Plaza de Temastián, Jalisco durante las ferias patronales con puestos de vendimia y convivencia del pueblo

Ferias Patronales de Temastián, Jalisco: plaza, vendimia y convivencia

En un pueblo pequeño del norte de Jalisco, cada año, durante la primera semana de enero, se celebran las ferias patronales.
El motivo original es el festejo al santo patrono del lugar, pero con el paso del tiempo estas fechas se han convertido en un punto de encuentro donde el pueblo se organiza, la plaza se transforma y la vida comunitaria se hace visible.

Durante los primeros días del año, el pueblo empieza a recibir movimiento. Poco a poco llegan los puestos, las estructuras se levantan y los vendedores se instalan en la plaza y sus alrededores. Son personas que cada año regresan, algunas de paso, otras conocidas, que ya saben cómo se acomoda la feria y continúan una dinámica que viene de generaciones atrás.

Esta misma semana también marca el regreso de muchos que viven fuera.
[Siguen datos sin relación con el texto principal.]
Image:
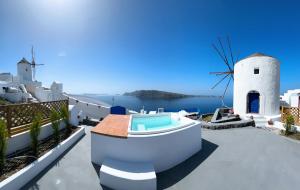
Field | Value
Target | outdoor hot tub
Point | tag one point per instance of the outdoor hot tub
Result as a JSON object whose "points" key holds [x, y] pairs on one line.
{"points": [[164, 140]]}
Algunos vuelven por motivos personales, otros para cumplir compromisos pendientes, y muchos más simplemente para reencontrarse con su pueblo, convivir y mantener vivas las costumbres con las que crecieron. Durante esos días, Temastián recibe a quienes se fueron, pero nunca dejaron de pertenecer.

La plaza en modo feria

Con la llegada de la feria, la plaza se llena de vida. Aparecen los puestos y con ellos la diversidad de la vendimia: quien ofrece artesanías hechas en piedra, el que vende chiles, cacahuates y semillas, los puestos de comida donde se preparan birria, tacos dorados, churros, tortas y otros antojitos. También están quienes venden regalos, ropa y artículos para llevar a casa.

Todo convive en un mismo espacio. La plaza se transforma en un tianguis temporal, donde los pregones se escuchan entre la gente: “llévelo, llévelo”, “barato, barato”, “pásele, pásele”. Es un ambiente familiar, ruidoso y ordenado, donde cada puesto tiene su lugar y cada vendedor sabe cuándo y cómo instalarse.

Costumbres de feria más allá de la plaza

Las ferias también se viven fuera de la plaza. Como parte de las costumbres, durante estos días se realizan concursos y actividades relacionadas con el campo y la tradición: eventos charros, carreras, coleaderos, jaripeos y distintas destrezas de lazo que forman parte de la identidad de la región.

No son espectáculos aislados, sino prácticas que se repiten cada año y que reúnen a participantes y espectadores por igual, manteniendo vivas formas de convivencia que han pasado de generación en generación.

Cierre

Durante estos días, la feria se vive en lo sencillo: la comida compartida, las tradiciones que se repiten y la cultura que se manifiesta en cada espacio del pueblo. Conforme avanzan las jornadas, todo conduce a un cierre donde la música, la comida y la convivencia se juntan en un mismo ambiente.

Al final, locales, visitantes y quienes regresan del norte se encuentran en una misma celebración. No importa de dónde vienen ni cuánto tiempo estuvieron fuera; por unos días, todos forman parte del mismo pueblo y de una feria que se despide hasta el siguiente año.